Chevron Makes It Official With Sale of Renewable-Energy Unitby
Chevron has finalized the sale of its renewable-energy subsidiary, Chevron Energy Solutions, to OpTerra Energy Services, a Chevron spokesman confirmed on Tuesday.
The sale, on Aug. 29, marks the latest in a series of moves away from renewables by the oil company. Earlier this year, Chevron sold a 48-person division that builds renewable projects and energy-savings retrofits for federal agencies such as the U.S. Department of Defense.
OpTerra is backed by Oaktree Capital Management, a private equity firm in Los Angeles, according to OpTerra’s website. It develops energy-savings projects, as well as clean-energy systems from technologies such as solar and fuel cells.
Bloomberg Businessweek first reported the expected sale of Chevron’s clean-energy subsidiary in June.
Chevron declined to comment on the price of the transaction or the number of its employees moving to OpTerra. The company said in a statement that the sale “is part of an internal strategic focus on supporting Chevron’s Upstream and Downstream businesses. Chevron continues to believe that energy efficiency and renewable energy are an important part of the overall energy mix, and operates a portfolio of renewables, including wind, geothermal and solar.”
A spokeswoman for Oaktree Capital declined to comment. An OpTerra representative previously declined to comment about the transaction and didn’t respond to a new request for comment today.

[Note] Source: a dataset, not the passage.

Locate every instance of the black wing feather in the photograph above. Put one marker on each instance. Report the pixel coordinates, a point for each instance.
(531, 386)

Chevron Energy Solutions was first acquired by the oil company in 2000 and has long been a centerpiece of Chevron’s efforts to pursue renewable energy. A decade after acquiring the division, Chevron said the group had developed hundreds of renewable and energy-efficiency projects that were “reducing greenhouse gas emissions by more than 3 million metric tons.”
In addition, Chevron executives frequently promoted the division’s clean-energy work in speeches and in testimony (PDF) before Congress.

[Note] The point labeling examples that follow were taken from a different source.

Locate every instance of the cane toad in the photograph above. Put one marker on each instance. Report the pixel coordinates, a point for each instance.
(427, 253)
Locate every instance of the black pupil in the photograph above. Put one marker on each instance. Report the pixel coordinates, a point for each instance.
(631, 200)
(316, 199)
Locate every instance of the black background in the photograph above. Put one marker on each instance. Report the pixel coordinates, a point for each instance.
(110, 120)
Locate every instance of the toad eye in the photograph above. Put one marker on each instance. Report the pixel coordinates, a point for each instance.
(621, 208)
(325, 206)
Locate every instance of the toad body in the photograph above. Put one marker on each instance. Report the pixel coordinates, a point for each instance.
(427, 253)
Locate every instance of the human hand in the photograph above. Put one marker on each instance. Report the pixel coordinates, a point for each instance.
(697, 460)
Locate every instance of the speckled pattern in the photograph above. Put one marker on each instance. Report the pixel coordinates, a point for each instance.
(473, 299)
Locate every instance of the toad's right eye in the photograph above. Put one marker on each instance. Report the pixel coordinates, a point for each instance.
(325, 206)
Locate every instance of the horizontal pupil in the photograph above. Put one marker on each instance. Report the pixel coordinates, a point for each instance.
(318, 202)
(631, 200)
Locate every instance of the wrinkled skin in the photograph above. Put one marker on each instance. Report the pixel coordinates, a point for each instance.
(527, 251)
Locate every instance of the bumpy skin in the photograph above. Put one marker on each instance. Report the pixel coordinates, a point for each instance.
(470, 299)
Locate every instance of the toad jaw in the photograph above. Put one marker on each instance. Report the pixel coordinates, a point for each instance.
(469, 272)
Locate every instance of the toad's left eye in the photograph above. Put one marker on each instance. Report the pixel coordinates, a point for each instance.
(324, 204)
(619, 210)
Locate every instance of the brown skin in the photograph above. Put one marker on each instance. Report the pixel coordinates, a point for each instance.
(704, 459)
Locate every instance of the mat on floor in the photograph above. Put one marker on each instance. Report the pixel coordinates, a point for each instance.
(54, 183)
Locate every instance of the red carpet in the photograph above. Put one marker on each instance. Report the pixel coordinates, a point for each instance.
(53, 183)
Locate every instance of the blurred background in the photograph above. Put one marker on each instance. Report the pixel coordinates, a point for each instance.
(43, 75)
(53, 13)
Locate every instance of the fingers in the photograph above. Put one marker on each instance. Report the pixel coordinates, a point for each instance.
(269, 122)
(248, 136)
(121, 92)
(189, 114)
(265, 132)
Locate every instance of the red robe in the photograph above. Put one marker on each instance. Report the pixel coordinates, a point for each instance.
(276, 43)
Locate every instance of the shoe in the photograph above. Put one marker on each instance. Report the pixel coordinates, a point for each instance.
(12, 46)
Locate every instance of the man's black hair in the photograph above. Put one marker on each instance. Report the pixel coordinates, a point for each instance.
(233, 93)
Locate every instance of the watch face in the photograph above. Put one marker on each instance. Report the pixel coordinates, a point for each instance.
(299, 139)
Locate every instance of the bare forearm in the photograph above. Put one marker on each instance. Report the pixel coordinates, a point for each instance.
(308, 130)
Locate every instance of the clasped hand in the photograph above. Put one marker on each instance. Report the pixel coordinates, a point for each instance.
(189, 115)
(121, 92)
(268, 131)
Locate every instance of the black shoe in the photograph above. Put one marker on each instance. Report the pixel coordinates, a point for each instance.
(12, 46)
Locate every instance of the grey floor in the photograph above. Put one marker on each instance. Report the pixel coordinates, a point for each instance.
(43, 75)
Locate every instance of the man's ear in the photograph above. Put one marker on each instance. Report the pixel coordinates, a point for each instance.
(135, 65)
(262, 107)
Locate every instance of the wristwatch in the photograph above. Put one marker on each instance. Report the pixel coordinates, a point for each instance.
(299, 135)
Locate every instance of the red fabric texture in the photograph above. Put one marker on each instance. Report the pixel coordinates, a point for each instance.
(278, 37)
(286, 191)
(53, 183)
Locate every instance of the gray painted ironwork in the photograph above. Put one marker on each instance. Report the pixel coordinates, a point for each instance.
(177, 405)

Last month, though, Chevron confirmed that it had suspended two solar projects at a refinery in Hawaii, which would have spanned about 20 acres and reduced carbon dioxide emissions by about 5,000 tons apiece.
And earlier this year the company dismantled a renewable-power group whose mission was to create large, profitable clean-energy projects, Bloomberg Businessweek reported in May. The group had almost doubled its internal profit targets in 2013, while helping to launch solar and geothermal projects capable of powering tens of thousands of homes.